-|8X-3Y|+|2Y+5X|.....SOLVE
what's to solve? there's just an expression
if 8x+3y>=0 and 2y+5x>=0, then the expression is
-(8x+3y)+(2y+5x) = -3x-y
if 8x+3y<0 and 2y+5x>=0, then the expression is
(8x+3y)+(2y+5x) = 13x+5y
if 8x+3y>=0 and 2y+5x<0, then the expression is
-(8x+3y)-(2y+5x) = -13x-5y
if 8x+3y<0 and 2y+5x<0, then the expression is
(8x+3y)-(2y+5x) = 3x+y
To solve the expression -|8X - 3Y| + |2Y + 5X|, you need to simplify each absolute value separately and then combine the resulting expressions.
1. Simplify the expression inside the first absolute value:
|-|8X - 3Y||
The inner expression, 8X - 3Y, can be either positive or negative. To find the positive form, remove the absolute value signs:
8X - 3Y, when 8X - 3Y ≥ 0
To find the negative form, change the sign of the inner expression:
-(8X - 3Y), when 8X - 3Y < 0
Therefore, we have two cases:
Case 1: 8X - 3Y ≥ 0
|-|8X - 3Y|| = 8X - 3Y
Case 2: 8X - 3Y < 0
|-|8X - 3Y|| = -(8X - 3Y) = -8X + 3Y
2. Simplify the expression inside the second absolute value:
|2Y + 5X|
There are no assumptions needed here since we don't have any inequality or negative form. So we simply remove the absolute value signs:
|2Y + 5X| = 2Y + 5X
3. Combine the simplified expressions from steps 1 and 2:
-|8X - 3Y| + |2Y + 5X| = -(8X - 3Y) + (2Y + 5X)

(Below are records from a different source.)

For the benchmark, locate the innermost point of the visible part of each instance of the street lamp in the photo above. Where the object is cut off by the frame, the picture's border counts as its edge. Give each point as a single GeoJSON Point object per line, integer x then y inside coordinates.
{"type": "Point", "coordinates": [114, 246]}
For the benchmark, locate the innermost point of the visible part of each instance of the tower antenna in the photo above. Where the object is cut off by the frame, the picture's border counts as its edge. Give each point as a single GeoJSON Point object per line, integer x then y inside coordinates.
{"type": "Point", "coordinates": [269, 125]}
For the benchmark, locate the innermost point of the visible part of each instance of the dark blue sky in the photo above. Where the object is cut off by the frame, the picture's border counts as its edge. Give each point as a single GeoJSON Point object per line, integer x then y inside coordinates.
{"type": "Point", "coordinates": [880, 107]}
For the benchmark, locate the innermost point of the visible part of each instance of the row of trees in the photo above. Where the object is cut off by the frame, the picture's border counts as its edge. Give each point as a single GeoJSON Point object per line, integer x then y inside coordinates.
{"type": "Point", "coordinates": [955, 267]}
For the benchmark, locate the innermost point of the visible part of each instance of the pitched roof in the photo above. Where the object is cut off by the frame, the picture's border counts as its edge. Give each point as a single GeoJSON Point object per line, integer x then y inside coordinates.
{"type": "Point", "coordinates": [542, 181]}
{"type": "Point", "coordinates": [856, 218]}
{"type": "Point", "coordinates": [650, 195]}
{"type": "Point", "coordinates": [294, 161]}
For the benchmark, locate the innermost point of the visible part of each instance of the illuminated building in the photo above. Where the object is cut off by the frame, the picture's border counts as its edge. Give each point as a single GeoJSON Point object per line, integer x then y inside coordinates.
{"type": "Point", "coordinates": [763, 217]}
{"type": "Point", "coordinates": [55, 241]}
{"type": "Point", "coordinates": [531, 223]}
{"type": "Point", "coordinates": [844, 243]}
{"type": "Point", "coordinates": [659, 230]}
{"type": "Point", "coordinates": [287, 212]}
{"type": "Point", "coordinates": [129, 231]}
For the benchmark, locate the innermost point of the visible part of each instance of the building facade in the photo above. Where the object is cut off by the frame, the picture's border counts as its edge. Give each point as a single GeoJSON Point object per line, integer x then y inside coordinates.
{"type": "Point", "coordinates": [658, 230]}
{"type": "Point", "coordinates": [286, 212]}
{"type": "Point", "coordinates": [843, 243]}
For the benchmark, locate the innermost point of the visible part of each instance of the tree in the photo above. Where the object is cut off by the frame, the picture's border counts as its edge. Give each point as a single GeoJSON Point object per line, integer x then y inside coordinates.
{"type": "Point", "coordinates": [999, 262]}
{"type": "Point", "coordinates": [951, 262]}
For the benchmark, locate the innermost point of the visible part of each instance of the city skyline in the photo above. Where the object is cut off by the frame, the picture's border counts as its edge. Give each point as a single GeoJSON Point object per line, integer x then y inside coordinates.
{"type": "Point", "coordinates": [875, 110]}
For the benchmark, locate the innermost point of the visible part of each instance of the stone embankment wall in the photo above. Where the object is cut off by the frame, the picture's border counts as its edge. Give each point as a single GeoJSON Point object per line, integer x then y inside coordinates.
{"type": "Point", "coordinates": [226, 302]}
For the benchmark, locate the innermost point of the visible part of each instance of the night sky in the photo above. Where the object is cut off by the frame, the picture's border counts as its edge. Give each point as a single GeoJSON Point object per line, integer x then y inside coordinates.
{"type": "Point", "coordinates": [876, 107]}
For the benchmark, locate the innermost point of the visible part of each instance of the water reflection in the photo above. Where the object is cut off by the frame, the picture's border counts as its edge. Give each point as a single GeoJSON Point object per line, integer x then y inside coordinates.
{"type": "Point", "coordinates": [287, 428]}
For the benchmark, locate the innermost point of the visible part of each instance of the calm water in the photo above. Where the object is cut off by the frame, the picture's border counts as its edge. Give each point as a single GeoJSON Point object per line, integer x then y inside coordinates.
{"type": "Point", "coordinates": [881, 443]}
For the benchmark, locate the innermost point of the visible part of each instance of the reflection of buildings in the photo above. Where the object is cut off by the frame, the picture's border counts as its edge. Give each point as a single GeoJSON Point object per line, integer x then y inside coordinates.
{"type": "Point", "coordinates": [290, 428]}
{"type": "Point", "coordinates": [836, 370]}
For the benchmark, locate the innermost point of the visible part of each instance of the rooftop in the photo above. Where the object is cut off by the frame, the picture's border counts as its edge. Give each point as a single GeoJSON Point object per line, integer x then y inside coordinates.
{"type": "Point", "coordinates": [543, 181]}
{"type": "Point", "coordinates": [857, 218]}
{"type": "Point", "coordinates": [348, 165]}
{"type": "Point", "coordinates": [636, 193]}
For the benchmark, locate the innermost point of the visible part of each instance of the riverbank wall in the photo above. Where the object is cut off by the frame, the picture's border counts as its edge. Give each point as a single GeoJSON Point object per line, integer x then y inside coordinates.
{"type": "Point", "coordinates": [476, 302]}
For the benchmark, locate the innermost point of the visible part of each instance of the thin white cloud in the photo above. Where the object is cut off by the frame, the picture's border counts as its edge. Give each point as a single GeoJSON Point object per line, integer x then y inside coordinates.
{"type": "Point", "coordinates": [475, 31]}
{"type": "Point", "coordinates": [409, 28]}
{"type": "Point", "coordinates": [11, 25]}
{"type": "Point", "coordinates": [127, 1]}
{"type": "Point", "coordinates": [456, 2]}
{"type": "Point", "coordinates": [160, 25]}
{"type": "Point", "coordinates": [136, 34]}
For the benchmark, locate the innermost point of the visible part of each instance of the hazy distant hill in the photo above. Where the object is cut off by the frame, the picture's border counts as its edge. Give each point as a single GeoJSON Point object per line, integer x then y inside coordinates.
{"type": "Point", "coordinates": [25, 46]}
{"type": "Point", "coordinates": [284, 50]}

Now, you can simplify the expression further by distributing the negatives and combining like terms:
-(8X - 3Y) + (2Y + 5X) = -8X + 3Y + 2Y + 5X
Simplify by combining like terms:
-8X + 5X + 3Y + 2Y = -3X + 5Y
Therefore, the simplified form of the expression -|8X - 3Y| + |2Y + 5X| is -3X + 5Y.